Bhilai railway station (station code:- BIA) is located in Durg district, Chhattisgarh state (India). It serves Durg, Bhilai Nagar & Bhilai Power House and adjoining areas. Bhilai railway station is a part of South East Central Railway Zone. It is also one of the most prominent and important station in Howrah–Nagpur–Mumbai line. It is an 'A' grade station of Indian Railways in terms of passenger services.

History
Bhilai railway station started its functioning in 1891. Initially, Bhilai was the part of Bengal Nagpur Railway. The Nagpur–Asansol main line of Bengal Nagpur Railway which came up in 1891 covered Durg station for the first time.  The cross-country Howrah–Nagpur–Mumbai line, opened in 1890, was the second long route which passed through Bhilai railway station.
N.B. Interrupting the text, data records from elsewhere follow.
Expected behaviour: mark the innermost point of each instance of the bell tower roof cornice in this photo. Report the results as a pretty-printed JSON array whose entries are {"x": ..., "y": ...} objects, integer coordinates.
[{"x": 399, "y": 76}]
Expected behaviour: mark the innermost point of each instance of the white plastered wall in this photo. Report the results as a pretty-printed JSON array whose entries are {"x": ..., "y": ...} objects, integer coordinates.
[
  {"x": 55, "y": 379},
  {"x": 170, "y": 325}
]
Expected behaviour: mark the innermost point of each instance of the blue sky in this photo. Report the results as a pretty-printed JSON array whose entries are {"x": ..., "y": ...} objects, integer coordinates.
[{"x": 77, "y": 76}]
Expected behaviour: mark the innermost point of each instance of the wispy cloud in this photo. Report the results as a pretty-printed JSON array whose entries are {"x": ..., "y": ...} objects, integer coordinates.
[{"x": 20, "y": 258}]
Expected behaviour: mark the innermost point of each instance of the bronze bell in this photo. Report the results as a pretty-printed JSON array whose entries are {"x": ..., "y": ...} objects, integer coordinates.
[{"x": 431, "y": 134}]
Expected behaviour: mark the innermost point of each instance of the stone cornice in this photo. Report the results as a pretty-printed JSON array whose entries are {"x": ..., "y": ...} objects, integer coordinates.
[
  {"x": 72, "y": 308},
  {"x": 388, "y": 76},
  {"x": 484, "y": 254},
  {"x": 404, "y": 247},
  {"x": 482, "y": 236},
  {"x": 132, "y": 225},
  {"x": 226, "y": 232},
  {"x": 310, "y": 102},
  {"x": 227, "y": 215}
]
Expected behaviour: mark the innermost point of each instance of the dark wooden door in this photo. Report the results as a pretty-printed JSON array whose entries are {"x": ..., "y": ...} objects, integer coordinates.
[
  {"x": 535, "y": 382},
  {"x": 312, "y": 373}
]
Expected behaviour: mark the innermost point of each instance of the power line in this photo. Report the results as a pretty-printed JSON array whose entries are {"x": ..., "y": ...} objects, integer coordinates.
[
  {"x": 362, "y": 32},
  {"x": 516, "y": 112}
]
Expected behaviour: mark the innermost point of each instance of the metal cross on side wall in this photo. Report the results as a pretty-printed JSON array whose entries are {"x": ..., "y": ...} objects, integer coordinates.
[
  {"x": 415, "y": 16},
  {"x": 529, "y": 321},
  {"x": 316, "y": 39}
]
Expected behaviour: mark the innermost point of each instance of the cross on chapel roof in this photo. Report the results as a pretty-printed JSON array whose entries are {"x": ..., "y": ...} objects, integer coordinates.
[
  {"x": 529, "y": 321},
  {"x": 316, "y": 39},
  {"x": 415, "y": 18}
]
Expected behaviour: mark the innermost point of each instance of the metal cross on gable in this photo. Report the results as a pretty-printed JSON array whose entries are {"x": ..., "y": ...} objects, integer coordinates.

Bhilai Steel Plant, inaugurated on 4 February 1959, enhanced the importance of Bhilai railway station.

Electric Loco Shed
Bhilai Loco Shed holding 300+ electric locomotives. It is holds electric locomotives like WAG-7, WAP-7 & WAG-9. It also held a few WAM-4 locomotives, now scrapped or withdrawn.

It is now holding 110+ WAG-7, 50+ WAP-7 & 150+ WAG-9 locomotives respectively.

Electrification
The Bilaspur–Bhilai and Bhilai–Durg sections were  electrified in 1970–71. The Durg station got completely electrified by June 1971, Durg–Paniajob section in 1989–90. The Paniajob–Gondia and Gondia–Bhandara Road sections in 1990–91, Bhandara Road–Tharsa and Tharsa–Nagpur sections in 1991–92.